Phillip Yau Wing-choi, a touring car driver, was killed in a crash during qualifying at the Macau Grand Prix on Friday, one day after motorcyclist Luis Filipe de Sousa Carreira died in an accident on the same track.
The Associated Press reported Yau’s Chevrolet Cruze went wide as it came around the right-hand bend and slammed into the crash barriers on the left side of the track. The car, with its left side crumpled, scraped along the barrier and flames burst out from the bottom.
Race organizers said Yau crashed on the Mandarin Bend at the Guia Circuit. The crash was so bad that rescuers had to cut open the car to remove the Hong Kong driver, he was taken to a nearby hospital but was pronounced dead 27 minutes after arrival.
On Thursday, Carreira was killed at Fisherman’s Bend at the Guia circuit. The Portuguese rider was declared dead about 20 minutes after arriving at the hospital.
”Unfortunately it is not very pleasant to have two accidents in two days,” organizers said. “But every track has challenges and the track of Macau as a street circuit presents challenges that all the drivers have the opportunity to learn.”
Organizers went on to say that Yau was an experienced Macau racer who had won two races at the track. Carreira was competing for his seventh time in the bike race at Macau.
In the wake of the two deaths at the track, organizers maintain that the street circuit is still safe and do not plan to cancel any remaining weekend events.
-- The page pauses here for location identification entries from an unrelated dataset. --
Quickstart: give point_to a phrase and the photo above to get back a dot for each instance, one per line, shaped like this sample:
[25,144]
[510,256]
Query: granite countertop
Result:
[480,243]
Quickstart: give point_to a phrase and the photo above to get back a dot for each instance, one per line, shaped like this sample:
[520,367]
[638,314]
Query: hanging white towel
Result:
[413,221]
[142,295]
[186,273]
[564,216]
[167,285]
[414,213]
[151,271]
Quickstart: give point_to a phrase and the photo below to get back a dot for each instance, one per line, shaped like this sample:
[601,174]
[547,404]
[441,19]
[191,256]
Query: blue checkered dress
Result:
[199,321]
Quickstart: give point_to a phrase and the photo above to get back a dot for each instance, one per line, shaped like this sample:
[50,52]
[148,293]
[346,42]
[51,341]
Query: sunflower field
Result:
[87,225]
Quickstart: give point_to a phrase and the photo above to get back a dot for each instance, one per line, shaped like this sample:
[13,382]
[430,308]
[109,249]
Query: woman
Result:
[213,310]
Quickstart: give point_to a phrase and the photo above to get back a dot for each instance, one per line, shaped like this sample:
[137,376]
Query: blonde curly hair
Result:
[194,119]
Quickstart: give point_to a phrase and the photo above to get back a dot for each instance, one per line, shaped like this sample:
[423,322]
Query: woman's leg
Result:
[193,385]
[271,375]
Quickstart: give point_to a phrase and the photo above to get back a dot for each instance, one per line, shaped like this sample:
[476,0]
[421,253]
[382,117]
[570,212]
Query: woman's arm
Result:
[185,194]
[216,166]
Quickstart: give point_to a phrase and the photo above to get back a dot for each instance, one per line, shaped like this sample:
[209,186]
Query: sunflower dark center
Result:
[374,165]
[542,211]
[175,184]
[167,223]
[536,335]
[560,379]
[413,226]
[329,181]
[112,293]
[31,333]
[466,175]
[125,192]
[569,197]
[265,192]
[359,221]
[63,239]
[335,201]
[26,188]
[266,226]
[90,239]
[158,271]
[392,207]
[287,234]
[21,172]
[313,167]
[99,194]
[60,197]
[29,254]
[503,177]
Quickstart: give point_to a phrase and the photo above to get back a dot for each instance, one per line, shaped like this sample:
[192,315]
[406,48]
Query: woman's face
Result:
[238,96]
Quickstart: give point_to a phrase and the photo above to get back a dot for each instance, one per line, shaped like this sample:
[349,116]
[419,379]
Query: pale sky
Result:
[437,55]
“I don’t think there is any question about the track; it has existed as it is for 60 years,” race coordinator Joao Manuel Costa Antunes told the South China Morning Post.
The deaths of both racers have been hard for fellow colleagues to grasp.
“It’s been difficult for us losing one of our colleagues,” English motorcyclist John McGuinness said. “It’s one of those things in racing and our hearts go out to the family and friends of Luis Carreira.”
The last death to occur at the track was in 2005, and before that 1994. A tourist was killed in 2000 when a car left the track, according to the South China Morning Post.